Ears should not need help to stand, and I doubt Max ever had to deal with soft eared GSD's, or if they were soft, he didn't use artifical means to make them stand for asthetics.


----------



## PaddyD

Whiteshepherds said:


> I think you got me mixed up with someone else. I was just trying to learn when the roached back started showing up and how breeders decided it made for a better dog compared to the straighter backs. Didn't want to insult anyone's dogs.


It was that you recognized that roach backs exist and that they have a following. So many breeders and their sycophants seem to be in denial and think their dogs are perfectly fine and functional.


----------



## Jo Ellen

Would it be possible to show me a "Roman" nose and a nose that is more acceptable for a GSD? Without using pictures of dogs here on the forum? Or maybe just show me one very correct nose and then I'll have a standard to compare to?


----------



## Liesje

Vandal said:


> For the last ten years, the people breeding these dogs and the SV, have made "promises" to demand more from the dogs in this "test". Nothing has changed except for *one *thing....they stopped hitting the dogs on the "attack", ( flee is more like it), out of the blind. The drive that follows the attack is supposed to include two stick hits. A couple of years ago, you could see one, very light tap, now they don't even try to hide the fact that the dog is not being hit.


Actually another thing changed. Now they are doing the long bites like backup bites for some of the dogs, you know the dogs that have already been predetermined to get VA ratings so they need to "pass" this "courage test" first. Some of the vids from the recent show look like the helpers are smiling and laughing. Good grief....

As far as heads go I admit I like a substantial, masculine head but I've seen some recently that even make me cringe. They look like an Akita or Chow head but the size of a Newf on a GSD.


----------



## Vandal

> Actually another thing changed.

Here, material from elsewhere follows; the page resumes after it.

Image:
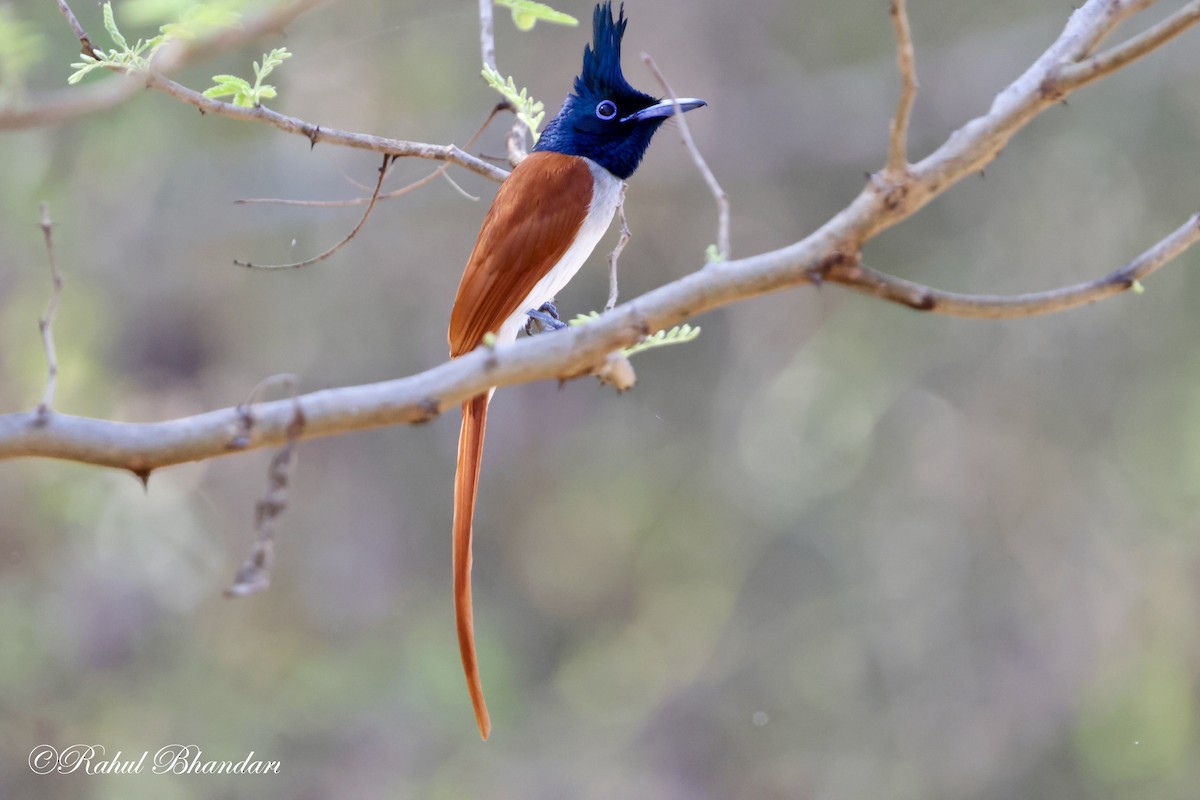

Now they are doing the long bites like backup bites


That ain't new. lol



> They look like an Akita or Chow head but the size of a Newf on a GSD.


Yes, that is what I am talking about.


----------



## onyx'girl

Liesje said:


> Actually another thing changed. Now they are doing the long bites like backup bites for some of the dogs, you know the dogs that have already been predetermined to get VA ratings so they need to "pass" this "courage test" first. Some of the vids from the recent show look like the helpers are smiling and laughing. Good grief....


Maybe they are quietly calling them as in "here kitty kitty" with a kissy sound to get them to come up? JK:blush:


----------



## Freestep

onyx'girl said:


> I like a strong head too, but to breed _for _it is unacceptable. Just because it is "all the rage" is no reason to exaggerate it.


I almost said something to that effect in my post, but figured it went without saying.  Then again, when personal preferences are allowed to run wild regardless of what the standard says, you get these "fads" and the breeders that cater to them. 

I do think a strong head is important, as I think it gives an overall impression of strength, expression, and character of the GSD; but that doesn't mean I'd have "big head" high on the list of priorities if I were a breeder, and it certainly doesn't mean we ought to start emphasizing and exaggerating head size above everything else. A GSD is not a Mastiff. 

Having said that, I'd definitely want to breed away from a narrow collie-like head. That's just personal preference. I do like a moderately wide head, but not to the point where you've got hanging flews or anything like that.


----------



## Liesje

Well you know, they have to get "desensitized" to that new helper first...


----------



## Freestep

Jo Ellen said:


> Would it be possible to show me a "Roman" nose and a nose that is more acceptable for a GSD? Without using pictures of dogs here on the forum? Or maybe just show me one very correct nose and then I'll have a standard to compare to?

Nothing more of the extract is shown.